Inspired by movies: Ever since he saw the movie Flubber in the late nineties, featuring an eccentric professor and his sentient robot assistant Weebo, Rastogi knew what he wanted to do when he grew up. He was then in school in the NTPC township of Vidyut Nagar near Ghaziabad. “The theme of my childhood was to get robots into the real world. So all my career choices were easy to make.”

He got into IIT Guwahati but his grades weren’t the best because he spent too much time on projects and too little on coursework. Still, for his MS, he applied only to top-end US universities with solid robotics programmes. As luck would have it, the only one that accepted him was Carnegie Mellon University (CMU), generally considered the best in robotics.

There, he worked with Professor Howie Choset, famous for his snake robot that can wrap itself around your neck. The Pittsburgh region around CMU is one of the top clusters for robotics startups. Rastogi joined CleanRobotics to co-invent a trashbot, which took him to the HAX accelerator in another leading robotics cluster, China’s Shenzhen. This was his introduction to real-world entrepreneurship.

Back at CMU, he switched to working with Professor Sebastien Scherer’s ‘airlab’ on a project to land drones on moving trucks. After completing his MS at CMU, where he also received the Swartz Entrepreneurial Fellowship, Rastogi joined Scherer’s startup Near Earth Autonomy in 2017 to develop navigation systems for aerial drones, an extension of his airlab work.

While on holiday at home in 2018 he felt a robotics startup out of India would have unique value to offer. He joined a leading robotics company in India as an intern to gauge the market and became aware of gaps in the ecosystem.

Robot makers in India were producing automated guided vehicles (AGVs), which go along paths laid out for them. Some were venturing into the more sophisticated autonomous mobile robots (AMRs), which could find their own way with computer vision. But even the best ones had rudimentary navigation systems. “I realized they were just putting open source navigation software into their mobile robots and selling them,” says Rastogi. Or they were bunging in black boxes. Rastogi figured he had a value proposition in freeing robot makers from developing autonomous navigation systems.

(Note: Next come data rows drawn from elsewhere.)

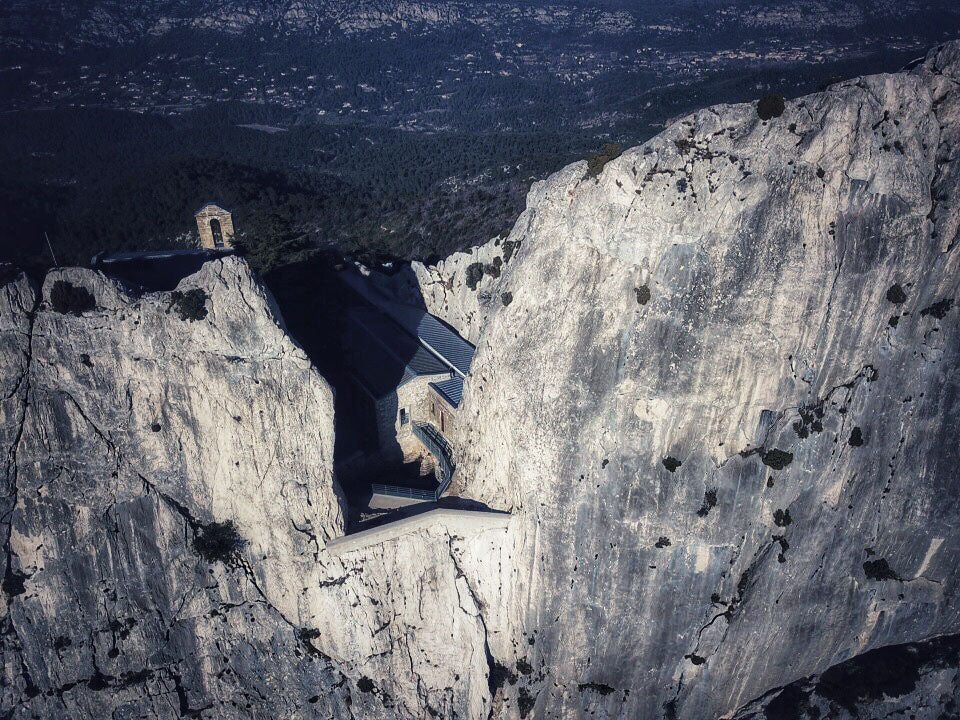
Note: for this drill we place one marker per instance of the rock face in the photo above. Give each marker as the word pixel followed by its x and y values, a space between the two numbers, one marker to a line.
pixel 723 405
pixel 131 426
pixel 717 386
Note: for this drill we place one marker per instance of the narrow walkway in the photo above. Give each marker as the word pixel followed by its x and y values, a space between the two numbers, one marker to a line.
pixel 436 444
pixel 460 522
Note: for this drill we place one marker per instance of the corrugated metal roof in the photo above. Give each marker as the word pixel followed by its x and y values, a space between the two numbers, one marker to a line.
pixel 381 355
pixel 430 330
pixel 450 390
pixel 156 255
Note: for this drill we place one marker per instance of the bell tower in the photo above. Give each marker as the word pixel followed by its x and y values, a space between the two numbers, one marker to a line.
pixel 215 226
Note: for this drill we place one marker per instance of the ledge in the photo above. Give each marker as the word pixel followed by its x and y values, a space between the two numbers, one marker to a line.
pixel 463 521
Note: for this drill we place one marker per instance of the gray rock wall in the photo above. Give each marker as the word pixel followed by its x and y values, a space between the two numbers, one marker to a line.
pixel 128 430
pixel 723 403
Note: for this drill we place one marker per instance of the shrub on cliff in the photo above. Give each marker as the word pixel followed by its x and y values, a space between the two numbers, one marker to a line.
pixel 596 163
pixel 770 106
pixel 474 275
pixel 73 299
pixel 218 541
pixel 191 305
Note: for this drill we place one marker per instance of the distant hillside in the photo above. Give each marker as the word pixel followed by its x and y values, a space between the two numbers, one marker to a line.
pixel 408 129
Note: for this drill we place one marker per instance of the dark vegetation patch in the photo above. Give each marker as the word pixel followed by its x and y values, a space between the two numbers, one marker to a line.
pixel 790 703
pixel 509 248
pixel 525 702
pixel 191 305
pixel 596 163
pixel 891 671
pixel 14 582
pixel 306 636
pixel 67 298
pixel 771 106
pixel 8 273
pixel 939 309
pixel 474 275
pixel 601 688
pixel 776 458
pixel 896 295
pixel 784 546
pixel 499 676
pixel 134 677
pixel 709 502
pixel 811 420
pixel 879 570
pixel 98 681
pixel 218 541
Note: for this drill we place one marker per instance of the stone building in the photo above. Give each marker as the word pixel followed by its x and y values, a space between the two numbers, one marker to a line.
pixel 409 365
pixel 215 226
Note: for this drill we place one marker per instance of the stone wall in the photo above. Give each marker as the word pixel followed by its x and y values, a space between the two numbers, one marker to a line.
pixel 204 217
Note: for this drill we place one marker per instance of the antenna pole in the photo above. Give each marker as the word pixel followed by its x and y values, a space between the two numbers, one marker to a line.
pixel 55 263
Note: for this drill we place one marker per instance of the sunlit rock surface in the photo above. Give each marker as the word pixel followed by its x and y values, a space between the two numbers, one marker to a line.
pixel 127 431
pixel 723 404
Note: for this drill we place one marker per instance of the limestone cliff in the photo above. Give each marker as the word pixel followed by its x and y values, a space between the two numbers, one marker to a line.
pixel 723 405
pixel 134 424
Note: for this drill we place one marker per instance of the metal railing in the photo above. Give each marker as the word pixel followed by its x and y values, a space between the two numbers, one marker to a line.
pixel 398 491
pixel 437 446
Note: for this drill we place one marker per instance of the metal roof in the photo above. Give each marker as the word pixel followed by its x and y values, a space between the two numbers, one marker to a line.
pixel 155 255
pixel 450 390
pixel 432 332
pixel 382 356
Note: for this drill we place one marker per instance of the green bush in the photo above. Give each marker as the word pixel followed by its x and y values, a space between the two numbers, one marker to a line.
pixel 218 541
pixel 191 305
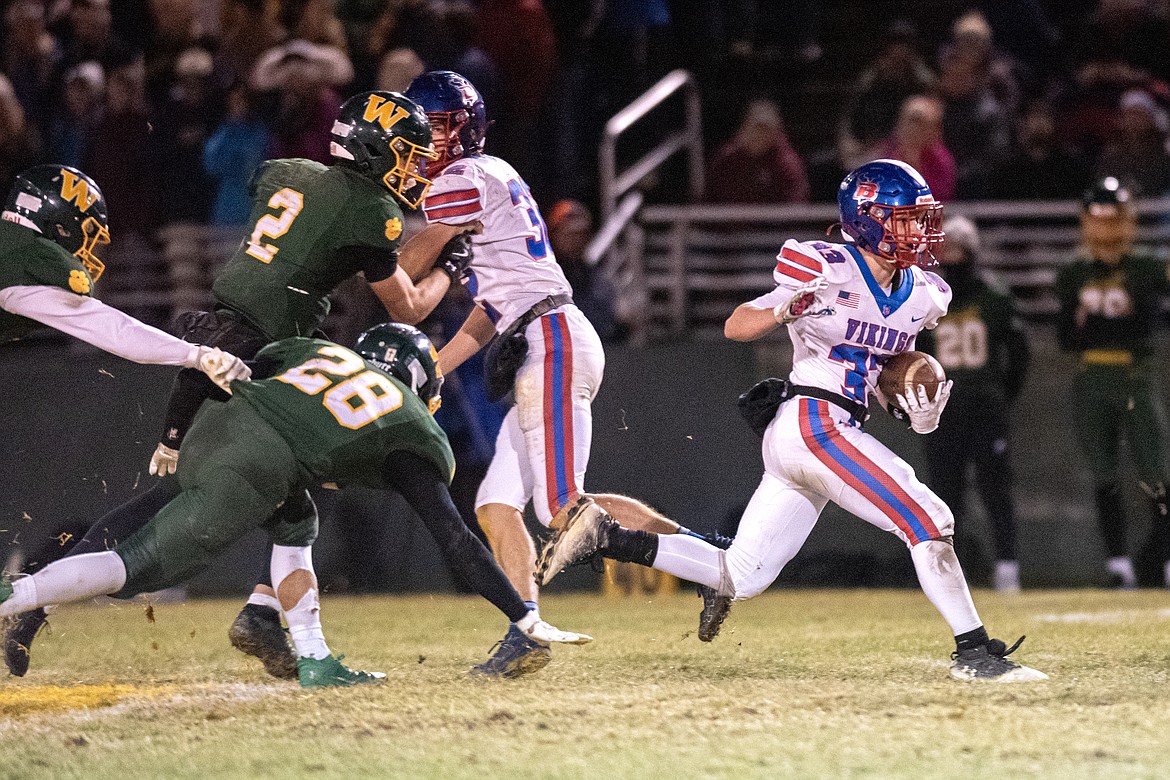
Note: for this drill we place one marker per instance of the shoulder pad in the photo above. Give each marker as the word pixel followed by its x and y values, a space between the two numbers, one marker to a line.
pixel 455 197
pixel 940 294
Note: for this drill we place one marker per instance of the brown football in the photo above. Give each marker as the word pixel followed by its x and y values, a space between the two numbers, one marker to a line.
pixel 906 371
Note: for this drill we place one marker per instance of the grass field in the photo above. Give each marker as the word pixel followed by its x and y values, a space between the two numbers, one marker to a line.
pixel 800 683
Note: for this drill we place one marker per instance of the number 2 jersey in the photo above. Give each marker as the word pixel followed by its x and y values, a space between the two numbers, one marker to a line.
pixel 341 414
pixel 842 350
pixel 513 266
pixel 312 226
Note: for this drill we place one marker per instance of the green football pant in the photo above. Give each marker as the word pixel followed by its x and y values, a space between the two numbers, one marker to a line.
pixel 235 474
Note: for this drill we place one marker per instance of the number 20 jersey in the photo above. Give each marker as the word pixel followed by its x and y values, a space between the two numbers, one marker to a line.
pixel 513 266
pixel 842 351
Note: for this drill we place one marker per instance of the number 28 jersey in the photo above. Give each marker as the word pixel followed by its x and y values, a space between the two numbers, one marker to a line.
pixel 513 266
pixel 341 415
pixel 842 351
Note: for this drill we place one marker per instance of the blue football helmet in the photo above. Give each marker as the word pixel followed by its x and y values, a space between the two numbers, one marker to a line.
pixel 459 119
pixel 888 209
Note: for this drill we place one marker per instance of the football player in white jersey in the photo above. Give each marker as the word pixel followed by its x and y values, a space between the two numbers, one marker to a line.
pixel 521 295
pixel 848 308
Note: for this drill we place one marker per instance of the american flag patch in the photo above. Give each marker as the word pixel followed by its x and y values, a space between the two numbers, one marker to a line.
pixel 848 299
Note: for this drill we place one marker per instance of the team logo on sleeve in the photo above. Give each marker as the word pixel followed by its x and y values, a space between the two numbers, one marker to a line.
pixel 78 282
pixel 393 228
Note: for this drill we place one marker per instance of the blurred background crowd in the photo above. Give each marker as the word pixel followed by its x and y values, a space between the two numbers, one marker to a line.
pixel 171 103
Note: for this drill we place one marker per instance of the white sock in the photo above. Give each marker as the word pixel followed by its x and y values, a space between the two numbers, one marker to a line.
pixel 69 579
pixel 942 580
pixel 265 600
pixel 688 558
pixel 304 627
pixel 303 619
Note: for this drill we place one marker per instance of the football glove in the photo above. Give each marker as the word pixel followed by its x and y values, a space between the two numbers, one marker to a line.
pixel 455 256
pixel 164 461
pixel 805 303
pixel 542 633
pixel 923 412
pixel 221 367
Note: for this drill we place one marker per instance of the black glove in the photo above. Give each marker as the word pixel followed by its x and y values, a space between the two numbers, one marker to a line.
pixel 455 256
pixel 759 404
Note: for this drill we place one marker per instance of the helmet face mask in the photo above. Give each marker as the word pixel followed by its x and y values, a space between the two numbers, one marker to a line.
pixel 66 207
pixel 386 137
pixel 406 353
pixel 456 112
pixel 888 211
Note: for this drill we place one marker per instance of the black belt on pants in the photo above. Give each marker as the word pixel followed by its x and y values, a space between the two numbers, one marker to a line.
pixel 538 309
pixel 857 411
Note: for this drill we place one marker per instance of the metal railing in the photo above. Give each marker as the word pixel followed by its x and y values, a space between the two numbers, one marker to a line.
pixel 699 261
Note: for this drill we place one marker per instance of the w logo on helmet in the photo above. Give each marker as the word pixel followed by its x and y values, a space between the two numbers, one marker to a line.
pixel 76 190
pixel 383 111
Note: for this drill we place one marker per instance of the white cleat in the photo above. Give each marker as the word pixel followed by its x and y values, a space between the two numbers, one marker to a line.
pixel 580 537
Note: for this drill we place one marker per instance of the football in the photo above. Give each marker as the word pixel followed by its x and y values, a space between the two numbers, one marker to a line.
pixel 902 374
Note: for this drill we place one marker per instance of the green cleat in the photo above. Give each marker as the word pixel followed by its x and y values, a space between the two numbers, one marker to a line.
pixel 331 672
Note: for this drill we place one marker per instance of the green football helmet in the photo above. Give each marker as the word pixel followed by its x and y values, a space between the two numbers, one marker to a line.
pixel 64 206
pixel 386 137
pixel 406 353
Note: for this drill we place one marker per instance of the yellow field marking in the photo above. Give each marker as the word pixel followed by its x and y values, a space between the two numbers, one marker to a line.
pixel 35 699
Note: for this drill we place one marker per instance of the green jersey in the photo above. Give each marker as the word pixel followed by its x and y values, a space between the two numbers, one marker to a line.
pixel 981 343
pixel 339 414
pixel 314 226
pixel 27 259
pixel 1108 312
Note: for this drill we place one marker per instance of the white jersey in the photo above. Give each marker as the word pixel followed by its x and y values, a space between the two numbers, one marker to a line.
pixel 844 351
pixel 513 267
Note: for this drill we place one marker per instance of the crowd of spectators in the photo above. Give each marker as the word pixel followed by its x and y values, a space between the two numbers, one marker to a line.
pixel 171 103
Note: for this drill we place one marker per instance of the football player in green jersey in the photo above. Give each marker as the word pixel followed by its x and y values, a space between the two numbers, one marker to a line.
pixel 312 226
pixel 316 413
pixel 52 229
pixel 1109 305
pixel 983 346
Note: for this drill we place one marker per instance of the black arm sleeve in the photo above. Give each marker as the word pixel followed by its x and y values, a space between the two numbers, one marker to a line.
pixel 425 490
pixel 377 263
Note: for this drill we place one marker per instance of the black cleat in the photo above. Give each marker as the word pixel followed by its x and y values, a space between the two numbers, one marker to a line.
pixel 715 611
pixel 513 656
pixel 989 662
pixel 256 630
pixel 19 633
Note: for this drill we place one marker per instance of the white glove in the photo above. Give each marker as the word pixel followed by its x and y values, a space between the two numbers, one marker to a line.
pixel 542 633
pixel 923 412
pixel 805 303
pixel 220 366
pixel 164 461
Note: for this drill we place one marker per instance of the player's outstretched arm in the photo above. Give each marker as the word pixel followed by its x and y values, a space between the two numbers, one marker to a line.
pixel 118 333
pixel 418 255
pixel 472 337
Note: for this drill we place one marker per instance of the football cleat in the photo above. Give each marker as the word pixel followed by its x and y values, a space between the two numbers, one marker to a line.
pixel 583 536
pixel 331 672
pixel 256 632
pixel 989 661
pixel 18 639
pixel 715 611
pixel 514 656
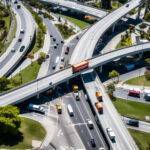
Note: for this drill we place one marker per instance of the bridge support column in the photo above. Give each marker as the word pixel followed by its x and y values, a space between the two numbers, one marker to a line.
pixel 113 27
pixel 100 69
pixel 139 12
pixel 140 55
pixel 146 5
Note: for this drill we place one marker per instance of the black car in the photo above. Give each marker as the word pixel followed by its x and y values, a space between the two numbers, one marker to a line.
pixel 92 142
pixel 22 48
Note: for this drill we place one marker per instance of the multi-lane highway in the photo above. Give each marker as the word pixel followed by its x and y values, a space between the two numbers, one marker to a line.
pixel 14 54
pixel 110 117
pixel 44 83
pixel 85 51
pixel 78 7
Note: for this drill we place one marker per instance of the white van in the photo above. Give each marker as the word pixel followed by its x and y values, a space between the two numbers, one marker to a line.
pixel 36 108
pixel 70 110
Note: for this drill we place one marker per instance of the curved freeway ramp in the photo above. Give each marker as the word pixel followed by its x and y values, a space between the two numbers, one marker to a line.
pixel 85 47
pixel 11 59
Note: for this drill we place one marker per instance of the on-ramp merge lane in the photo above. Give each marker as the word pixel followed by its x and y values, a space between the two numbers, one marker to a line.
pixel 26 41
pixel 85 47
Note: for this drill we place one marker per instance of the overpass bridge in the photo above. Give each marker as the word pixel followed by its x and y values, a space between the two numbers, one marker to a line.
pixel 110 117
pixel 86 45
pixel 78 7
pixel 37 86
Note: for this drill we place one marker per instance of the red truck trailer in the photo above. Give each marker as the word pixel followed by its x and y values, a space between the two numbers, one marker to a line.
pixel 78 67
pixel 134 93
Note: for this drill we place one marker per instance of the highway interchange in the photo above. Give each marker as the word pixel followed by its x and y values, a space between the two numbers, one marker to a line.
pixel 56 77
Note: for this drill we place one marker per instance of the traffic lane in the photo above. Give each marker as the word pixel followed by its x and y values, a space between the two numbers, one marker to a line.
pixel 55 53
pixel 97 134
pixel 76 119
pixel 80 123
pixel 17 44
pixel 54 32
pixel 123 93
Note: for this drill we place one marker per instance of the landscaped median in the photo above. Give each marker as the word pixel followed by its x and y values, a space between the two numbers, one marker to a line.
pixel 142 139
pixel 132 109
pixel 141 81
pixel 65 31
pixel 30 130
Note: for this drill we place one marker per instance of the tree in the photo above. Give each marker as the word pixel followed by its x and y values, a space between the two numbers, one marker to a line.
pixel 110 90
pixel 4 83
pixel 9 121
pixel 147 75
pixel 114 74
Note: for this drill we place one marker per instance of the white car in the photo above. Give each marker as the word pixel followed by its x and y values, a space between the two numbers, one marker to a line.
pixel 110 133
pixel 90 124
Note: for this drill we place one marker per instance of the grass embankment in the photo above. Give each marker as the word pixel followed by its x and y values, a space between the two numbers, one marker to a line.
pixel 142 139
pixel 26 75
pixel 40 34
pixel 12 35
pixel 139 81
pixel 126 41
pixel 81 24
pixel 115 5
pixel 65 31
pixel 31 130
pixel 132 109
pixel 5 22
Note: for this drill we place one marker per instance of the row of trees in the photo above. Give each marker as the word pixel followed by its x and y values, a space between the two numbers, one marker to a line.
pixel 10 121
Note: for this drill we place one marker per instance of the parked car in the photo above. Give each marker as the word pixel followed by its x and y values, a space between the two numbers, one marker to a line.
pixel 13 50
pixel 92 142
pixel 90 124
pixel 22 31
pixel 127 5
pixel 20 40
pixel 133 122
pixel 22 48
pixel 110 133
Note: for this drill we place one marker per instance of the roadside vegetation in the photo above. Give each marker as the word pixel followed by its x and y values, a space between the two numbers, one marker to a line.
pixel 27 130
pixel 5 22
pixel 81 24
pixel 40 33
pixel 132 109
pixel 65 31
pixel 142 81
pixel 142 139
pixel 26 75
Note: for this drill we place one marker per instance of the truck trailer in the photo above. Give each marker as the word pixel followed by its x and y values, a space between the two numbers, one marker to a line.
pixel 99 107
pixel 81 66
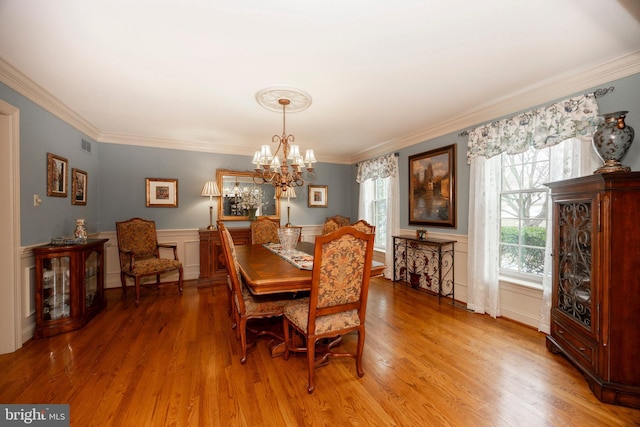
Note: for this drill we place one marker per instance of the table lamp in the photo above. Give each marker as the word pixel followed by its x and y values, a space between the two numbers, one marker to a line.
pixel 211 189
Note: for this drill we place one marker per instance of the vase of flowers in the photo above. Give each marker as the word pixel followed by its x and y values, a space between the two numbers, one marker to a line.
pixel 251 201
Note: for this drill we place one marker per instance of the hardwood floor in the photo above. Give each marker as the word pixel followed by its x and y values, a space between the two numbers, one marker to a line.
pixel 175 361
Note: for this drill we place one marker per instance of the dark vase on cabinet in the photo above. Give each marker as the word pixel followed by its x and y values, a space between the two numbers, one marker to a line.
pixel 69 286
pixel 596 282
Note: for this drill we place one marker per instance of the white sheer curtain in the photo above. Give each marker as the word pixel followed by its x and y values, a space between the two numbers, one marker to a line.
pixel 484 236
pixel 382 167
pixel 538 128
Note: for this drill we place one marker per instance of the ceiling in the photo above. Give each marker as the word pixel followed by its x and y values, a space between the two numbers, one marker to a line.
pixel 382 75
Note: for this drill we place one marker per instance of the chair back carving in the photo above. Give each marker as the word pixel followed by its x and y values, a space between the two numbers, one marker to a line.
pixel 137 236
pixel 246 306
pixel 338 298
pixel 233 269
pixel 364 226
pixel 341 273
pixel 264 230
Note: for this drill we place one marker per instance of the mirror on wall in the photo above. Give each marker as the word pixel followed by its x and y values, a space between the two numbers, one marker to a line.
pixel 239 192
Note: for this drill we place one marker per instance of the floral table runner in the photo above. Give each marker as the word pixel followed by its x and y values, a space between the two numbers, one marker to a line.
pixel 298 258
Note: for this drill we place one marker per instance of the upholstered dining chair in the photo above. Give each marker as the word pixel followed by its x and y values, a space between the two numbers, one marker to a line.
pixel 364 226
pixel 332 223
pixel 246 306
pixel 139 253
pixel 338 299
pixel 264 230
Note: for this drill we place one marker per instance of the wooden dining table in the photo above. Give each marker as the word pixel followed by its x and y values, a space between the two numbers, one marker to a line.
pixel 265 272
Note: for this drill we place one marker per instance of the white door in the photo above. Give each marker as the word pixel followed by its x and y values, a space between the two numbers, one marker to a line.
pixel 10 296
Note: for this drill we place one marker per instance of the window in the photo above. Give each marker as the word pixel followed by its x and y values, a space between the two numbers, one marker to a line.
pixel 524 204
pixel 379 210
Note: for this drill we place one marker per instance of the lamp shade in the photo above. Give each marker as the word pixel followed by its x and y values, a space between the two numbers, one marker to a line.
pixel 210 189
pixel 289 193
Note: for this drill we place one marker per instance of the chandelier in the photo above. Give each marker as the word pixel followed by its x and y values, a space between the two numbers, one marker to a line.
pixel 285 168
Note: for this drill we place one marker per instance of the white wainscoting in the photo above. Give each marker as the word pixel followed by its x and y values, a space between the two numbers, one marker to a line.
pixel 518 302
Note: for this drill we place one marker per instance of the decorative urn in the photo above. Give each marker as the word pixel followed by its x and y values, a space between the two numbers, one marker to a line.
pixel 612 141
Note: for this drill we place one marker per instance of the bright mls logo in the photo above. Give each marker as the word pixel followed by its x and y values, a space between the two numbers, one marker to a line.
pixel 38 415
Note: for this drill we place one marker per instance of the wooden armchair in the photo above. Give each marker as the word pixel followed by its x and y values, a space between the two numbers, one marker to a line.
pixel 139 252
pixel 264 230
pixel 338 300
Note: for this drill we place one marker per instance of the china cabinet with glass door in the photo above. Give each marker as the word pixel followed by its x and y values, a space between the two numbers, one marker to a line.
pixel 69 286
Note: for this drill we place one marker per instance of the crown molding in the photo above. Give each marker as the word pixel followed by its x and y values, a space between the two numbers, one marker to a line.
pixel 36 93
pixel 546 91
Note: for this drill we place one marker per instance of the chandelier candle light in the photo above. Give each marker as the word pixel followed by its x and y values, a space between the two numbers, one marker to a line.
pixel 269 167
pixel 210 189
pixel 289 193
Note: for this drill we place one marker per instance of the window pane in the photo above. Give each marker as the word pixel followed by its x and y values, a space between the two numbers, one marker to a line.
pixel 511 177
pixel 534 233
pixel 509 257
pixel 532 260
pixel 510 206
pixel 509 231
pixel 534 205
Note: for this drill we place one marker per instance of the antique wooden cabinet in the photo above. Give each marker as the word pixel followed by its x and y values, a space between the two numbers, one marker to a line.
pixel 596 282
pixel 213 268
pixel 69 286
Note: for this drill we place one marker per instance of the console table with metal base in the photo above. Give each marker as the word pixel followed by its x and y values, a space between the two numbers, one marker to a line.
pixel 425 264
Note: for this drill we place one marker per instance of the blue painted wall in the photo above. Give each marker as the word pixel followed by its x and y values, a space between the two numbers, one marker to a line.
pixel 116 184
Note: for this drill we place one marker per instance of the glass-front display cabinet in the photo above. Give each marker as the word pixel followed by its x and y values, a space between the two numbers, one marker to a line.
pixel 69 286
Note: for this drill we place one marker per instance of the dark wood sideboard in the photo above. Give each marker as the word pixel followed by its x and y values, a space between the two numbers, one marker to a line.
pixel 213 269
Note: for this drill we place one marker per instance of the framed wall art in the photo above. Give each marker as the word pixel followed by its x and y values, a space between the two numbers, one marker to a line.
pixel 432 187
pixel 78 187
pixel 318 196
pixel 162 192
pixel 56 175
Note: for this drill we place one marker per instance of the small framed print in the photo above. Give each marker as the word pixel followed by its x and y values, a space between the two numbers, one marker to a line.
pixel 78 187
pixel 162 193
pixel 56 175
pixel 318 196
pixel 432 187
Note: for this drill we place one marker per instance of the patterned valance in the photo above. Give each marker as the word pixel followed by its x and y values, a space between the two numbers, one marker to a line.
pixel 539 128
pixel 382 167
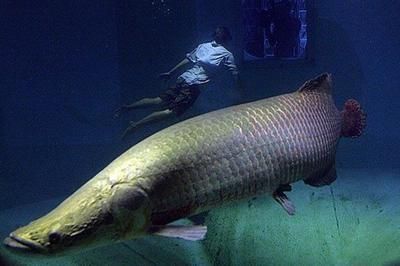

Earlier, the fledgling Indian startup joined the 2019 winter cohort of Axilor, a startup accelerator and seed fund by tech industry doyens from Infosys in Bengaluru. “From shop floors to commercial space housekeeping, autonomous mobile robots are becoming mainstream. Mowito is building the shovels for this gold rush,” says Ganapathy Venugopal, co-founder and CEO of Axilor Ventures.

Mowito has four paying clients, with four more in the pipeline, which brings it close to being cash flow positive, says Rastogi. He aims to raise funds abroad once he has the initial test cases under his belt.

Nascent field: Most of the attention and big bucks have gone to autonomous vehicles, or self-driving cars. There are a number of third-party providers of navigation and other software systems for this sector. Now that’s starting to happen for self-driving robots too as they get into more complex use cases.

For example, an autonomous mobile robot in a warehouse is in a much more controlled environment than a floor-cleaning robot in an airport swarming with humans. A factory robot can just stop on encountering an obstacle and resume when the path is clear. But such a system would just freeze an airport robot. It has to constantly find new paths to avoid moving obstacles like humans, thus making navigation far more complex.

Rastogi had also initially toyed with the idea of starting a firm to make autonomous floor-cleaning robots, given his early exposure to handling trash at CleanRobotics. But he realized it would take longer and more funding to build a full stack robotics startup. Then a meeting with a fellow robotics entrepreneur from CMU helped him make up his mind to go for a pure software play.

Rohit Dashrathi had started Rucha Yantra in Aurangabad to make automated guided vehicles (AGVs) for the automotive industry. He told Rastogi that Rucha Yantra would be his first client if he could be develop a software layer to make its AGVs autonomous. That was music to a new entrepreneur’s ears—nothing like having a customer waiting to use your product even before you’ve built it.